I've tried setting it in main php-fpm.conf as well and the log still complains about it not being set and then setting it to a default value of 20.

I wonder if any Gentoo users have got php-fpm working with sockets or if there's something goofy with Gentoo's init script?

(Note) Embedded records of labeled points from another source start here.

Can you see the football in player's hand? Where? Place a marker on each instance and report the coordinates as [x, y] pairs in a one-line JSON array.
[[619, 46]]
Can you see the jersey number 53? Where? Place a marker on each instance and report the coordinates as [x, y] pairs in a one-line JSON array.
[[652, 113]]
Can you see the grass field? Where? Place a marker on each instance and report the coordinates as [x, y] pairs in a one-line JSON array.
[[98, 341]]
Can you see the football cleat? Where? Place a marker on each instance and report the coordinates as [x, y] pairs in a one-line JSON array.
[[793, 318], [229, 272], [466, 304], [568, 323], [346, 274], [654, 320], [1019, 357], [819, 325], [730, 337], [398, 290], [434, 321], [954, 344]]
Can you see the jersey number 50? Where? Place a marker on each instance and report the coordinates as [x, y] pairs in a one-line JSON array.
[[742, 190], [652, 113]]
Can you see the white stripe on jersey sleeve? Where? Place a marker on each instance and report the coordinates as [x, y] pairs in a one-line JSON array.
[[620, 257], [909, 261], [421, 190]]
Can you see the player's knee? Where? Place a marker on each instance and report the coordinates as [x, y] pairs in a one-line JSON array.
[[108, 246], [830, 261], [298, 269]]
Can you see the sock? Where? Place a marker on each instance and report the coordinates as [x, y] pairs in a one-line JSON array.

I guess I can switch from sockets to tcp data connection if I can't figure out how to get this working.

----------

## redwood

Well,

I've been modifying the config files for php5.4-fpm 

but apparently using php5.3 

so I need to tell Gentoo to change PHPSLOT for fpm's init script to 5.4:

http://www.gentoo.org/proj/en/php/php-upgrading.xml

```

# eselect php list fpm

  [1]   php5.3 *

  [2]   php5.4

# eselect php set fpm 2

# eselect php list fpm

  [1]   php5.3

  [2]   php5.4 *

```

Now, finally, it creates socket file:

```

# ls -l /var/run/php5-fpm/

total 0

srw-rw-rw- 1 nginx nginx 0 Mar  7 10:30 fd.sock

```

My working config files:

# grep -v '^;' php-fpm.conf |grep -v '^$'

```

[global]

error_log = /var/log/php-fpm.log

[www]

include=/etc/php/fpm-php5.4/pool.d/*.conf

 

listen.owner = nginx

listen.group = nginx

listen.mode = 0666

user = nobody

group = nobody

pm = dynamic

pm.max_children = 50

pm.min_spare_servers = 5

pm.max_spare_servers = 35

```

# grep -v '^;' pool.d/fd.conf |grep -v '^$'

```

listen = /var/run/php5-fpm/fd.sock

listen.backlog = -1

user  = nginx

group = nginx

pm = dynamic

pm.max_children = 75

pm.start_servers = 10

pm.min_spare_servers = 5

pm.max_spare_servers = 20

pm.max_requests = 500

env[HOSTNAME] = $HOSTNAME

env[PATH] = /usr/local/bin:/usr/bin:/bin

env[TMP] = /tmp

env[TMPDIR] = /tmp

env[TEMP] = /tmp

```

Also, FWIW, the include statement must come under the pool [www] section.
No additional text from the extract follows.